[Intensive care unit-acquired weakness: development of polyneuropathy and myopathy in critically ill patients]

Tetsuhiro Takei
Brain and Nerve, Shinkei Kenkyū No Shinpo 2014, 66 (2): 161-70
Critically ill patients in the intensive care unit (ICU) often develop ICU-acquired weakness, which is characterized by acute or subacute onset diffuse limb weakness, during the early course of their severe illness and is related to prolonged mechanical ventilation, ICU stay, hospital stay, and even increased mortality. The development of generalized weakness or paralysis may be because of critical illness polyneuropathy (CIP), critical illness myopathy (CIM), and a combination of both. The basic mechanisms underlying these disorders are complex and poorly understood.

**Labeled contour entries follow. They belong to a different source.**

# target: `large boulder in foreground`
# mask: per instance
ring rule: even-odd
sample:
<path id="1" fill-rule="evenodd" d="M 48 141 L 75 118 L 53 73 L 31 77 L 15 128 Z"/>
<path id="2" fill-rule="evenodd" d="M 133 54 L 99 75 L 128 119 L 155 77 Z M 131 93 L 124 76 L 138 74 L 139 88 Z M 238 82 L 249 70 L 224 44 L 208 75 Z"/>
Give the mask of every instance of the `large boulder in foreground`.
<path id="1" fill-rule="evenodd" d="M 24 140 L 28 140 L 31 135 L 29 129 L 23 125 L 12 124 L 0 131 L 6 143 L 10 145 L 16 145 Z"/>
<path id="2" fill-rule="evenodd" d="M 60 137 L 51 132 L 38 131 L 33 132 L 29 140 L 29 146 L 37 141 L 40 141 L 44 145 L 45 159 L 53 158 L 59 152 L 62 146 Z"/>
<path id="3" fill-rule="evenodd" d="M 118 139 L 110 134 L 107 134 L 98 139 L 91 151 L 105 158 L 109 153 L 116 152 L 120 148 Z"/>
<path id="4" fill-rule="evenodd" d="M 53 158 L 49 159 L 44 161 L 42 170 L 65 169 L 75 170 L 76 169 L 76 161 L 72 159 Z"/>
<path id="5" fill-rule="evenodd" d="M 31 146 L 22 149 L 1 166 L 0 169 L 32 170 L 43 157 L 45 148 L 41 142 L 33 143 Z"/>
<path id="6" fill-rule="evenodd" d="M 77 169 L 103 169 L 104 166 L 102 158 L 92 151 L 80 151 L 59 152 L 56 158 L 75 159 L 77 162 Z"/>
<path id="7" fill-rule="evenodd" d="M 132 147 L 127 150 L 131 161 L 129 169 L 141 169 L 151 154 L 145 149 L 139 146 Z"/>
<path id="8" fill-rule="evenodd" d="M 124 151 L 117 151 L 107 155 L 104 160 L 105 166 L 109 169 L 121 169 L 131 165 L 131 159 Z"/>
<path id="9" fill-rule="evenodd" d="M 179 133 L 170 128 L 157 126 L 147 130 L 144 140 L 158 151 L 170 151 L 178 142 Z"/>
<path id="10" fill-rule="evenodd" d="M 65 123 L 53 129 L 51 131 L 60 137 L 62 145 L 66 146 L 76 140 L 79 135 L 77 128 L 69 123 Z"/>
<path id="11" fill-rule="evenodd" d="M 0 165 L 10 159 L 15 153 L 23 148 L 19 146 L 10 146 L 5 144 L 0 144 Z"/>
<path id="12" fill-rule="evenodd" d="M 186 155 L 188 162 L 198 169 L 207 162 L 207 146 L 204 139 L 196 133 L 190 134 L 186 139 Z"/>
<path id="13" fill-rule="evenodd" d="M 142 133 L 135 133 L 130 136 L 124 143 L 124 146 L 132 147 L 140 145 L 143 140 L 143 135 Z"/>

Several risk factors, including severe sepsis and multiple organ failure, are implicated, whereas the effects of the use of steroids and neuromuscular blocking agents and hyperglycemia on the development of this condition remain to be clarified. Furthermore, whether each risk factor is associated with the development of CIP, CIM, or both has not been clarified thus far. Typically, the condition of patients is diagnosed on the basis of the assessment of risk factors, neurological findings, and electrophysiological examinations, including nerve conduction study and needle electromyography. In addition, muscle biopsy and direct muscle stimulation test can be used to distinguish CIP from CIM. To date, no therapeutic approach has been established for ICU-acquired weakness, and potential preventive measures should be implemented in the daily management of the critically ill patients. Further studies are required to clarify the pathogenesis of these disorders and to identify appropriate therapeutic options.